Cruz Azul, un amor imposible de abandonar

chaco

Por Andrea Paz

Cuando me preguntan qué se siente irle a Cruz Azul, un millón de pensamientos pasan por mi mente; la historia de la institución, el nacimiento del equipo, el haber llegado a la primera división, ganar nuestro primer campeonato, Miguel Marín, ‘Conejo’ Pérez, las ocho estrellas que aparecen en nuestro uniforme, las finales perdidas, las burlas, las finales perdidas y las finales perdidas.

Es complicado sentir amor y odio por algo, sin embargo, esta es mi situación con Cruz Azul. ¿Cómo abandonar a ese algo que así como te hace derramar lágrimas de felicidad, también te hace derramar lágrimas de profunda decepción? Es una relación complicada, pero ahí quiero estar.

Desde pequeña decidí apoyar a este equipo; me enfundé en la camiseta celeste por ahí de los 7 años y desde hace más de 14 años, he defendido sus colores día con día. Solía ver todos los partidos de la Máquina, cada sábado mi padre y yo comprábamos sabritas, palomitas y refrescos, todo para tener esa cita especial con el equipo de nuestros amores.

No todo fue tan malo como lo hago sonar (lleno de decepciones); por ahí del 2008, mi Cruz Azul brillaba. ‘Chelito’ Delgado, Óscar Pérez, Gerardo Torrado, mi fiel ‘Cata’ Domínguez e incluso Pablo Zeballos, eran algunos de mis súper héroes en esa época (en efecto, no soy una niña normal).
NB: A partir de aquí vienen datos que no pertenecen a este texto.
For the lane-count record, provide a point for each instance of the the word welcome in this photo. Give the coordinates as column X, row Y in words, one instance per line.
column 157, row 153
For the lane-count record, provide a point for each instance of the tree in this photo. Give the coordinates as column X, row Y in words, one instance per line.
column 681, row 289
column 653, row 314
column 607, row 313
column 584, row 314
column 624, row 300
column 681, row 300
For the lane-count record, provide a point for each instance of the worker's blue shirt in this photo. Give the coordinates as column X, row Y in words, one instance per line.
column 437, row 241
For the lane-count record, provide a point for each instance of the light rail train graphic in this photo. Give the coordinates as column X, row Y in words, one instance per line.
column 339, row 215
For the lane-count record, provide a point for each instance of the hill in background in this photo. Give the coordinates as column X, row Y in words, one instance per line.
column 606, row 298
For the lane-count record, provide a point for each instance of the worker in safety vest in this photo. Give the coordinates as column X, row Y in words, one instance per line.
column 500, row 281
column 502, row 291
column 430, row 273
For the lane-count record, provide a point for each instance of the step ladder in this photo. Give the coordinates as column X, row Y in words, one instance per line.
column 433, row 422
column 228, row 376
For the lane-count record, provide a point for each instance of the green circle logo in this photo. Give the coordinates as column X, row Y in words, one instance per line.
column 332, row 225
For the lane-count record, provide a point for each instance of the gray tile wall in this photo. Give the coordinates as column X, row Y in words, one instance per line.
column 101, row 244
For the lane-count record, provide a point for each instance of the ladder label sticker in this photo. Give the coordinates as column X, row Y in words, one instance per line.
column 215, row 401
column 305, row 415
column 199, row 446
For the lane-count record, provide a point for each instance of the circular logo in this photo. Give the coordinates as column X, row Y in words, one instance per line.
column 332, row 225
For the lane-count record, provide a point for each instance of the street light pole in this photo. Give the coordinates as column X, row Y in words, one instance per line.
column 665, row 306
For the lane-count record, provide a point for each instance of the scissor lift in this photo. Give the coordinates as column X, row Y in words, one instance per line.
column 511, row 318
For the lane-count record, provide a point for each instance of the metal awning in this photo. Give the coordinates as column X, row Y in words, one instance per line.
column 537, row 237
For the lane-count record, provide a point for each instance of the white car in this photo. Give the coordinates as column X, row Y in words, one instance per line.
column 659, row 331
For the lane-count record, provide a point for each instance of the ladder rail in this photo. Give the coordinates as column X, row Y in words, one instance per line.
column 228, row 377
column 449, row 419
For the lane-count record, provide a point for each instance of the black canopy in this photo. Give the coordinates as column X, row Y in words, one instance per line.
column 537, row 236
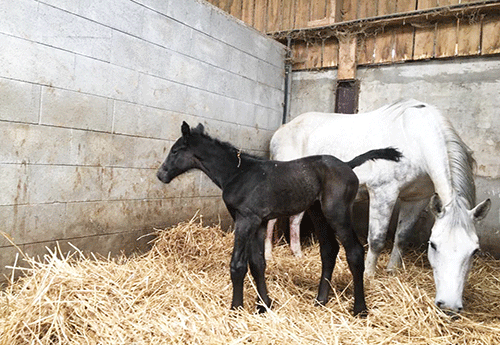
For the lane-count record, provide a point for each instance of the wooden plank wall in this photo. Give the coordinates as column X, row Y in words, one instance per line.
column 469, row 36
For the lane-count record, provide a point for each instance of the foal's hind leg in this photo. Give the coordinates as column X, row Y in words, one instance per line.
column 258, row 265
column 408, row 216
column 339, row 217
column 245, row 228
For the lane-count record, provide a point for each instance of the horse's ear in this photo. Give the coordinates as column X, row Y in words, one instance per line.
column 200, row 128
column 481, row 210
column 186, row 131
column 436, row 206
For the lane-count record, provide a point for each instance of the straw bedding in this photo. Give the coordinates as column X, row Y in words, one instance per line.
column 179, row 293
No se imaginan cómo disfrutaba verlos jugar; tenían ganas de salir a la cancha, corrían para recuperar el balón, se entendían y generaban unas jugadas impresionantes… pero lo más importante: sentían amor por la camiseta, tal y como lo hace un buen aficionado.

A pesar de no conseguir el ansiado título, esa época fue (hasta el momento) la que más felicidad me ha brindado. Después de ellos, Cruz Azul llegó a una etapa complicada; llegaban jugadores extranjeros “dispuestos a darle un campeonato al equipo”, sin embargo, jamás duraron demasiado, dos torneos cuando mucho. Mi equipo se convirtió en un vil negocio, una pasarela para futbolistas de todo el continente que únicamente venían a probar suerte en el futbol mexicano.

He recibido mil burlas por todas las finales perdidas que mi equipo ha sufrido, contra el Monterrey, contra Santos, contra Toluca y la más dolorosa de todas, contra el América, nuestro acérrimo rival. A pesar de todos los resultados negativos que hemos tenido, la afición jamás se irá, ¿y sabes por qué, querido lector? Porque el amor que uno siente hacia su equipo (si eres aficionado seguramente me entiendes), jamás desaparecerá. Podrán haber mil momentos decepcionantes, pero si conoces los orígenes y la historia de ese equipo tan maravilloso del que eres hincha, jamás te irás.

Y yo, mi querido Cruz Azul, puedo decirte que nunca, que te quede claro, NUNCA te voy a abandonar.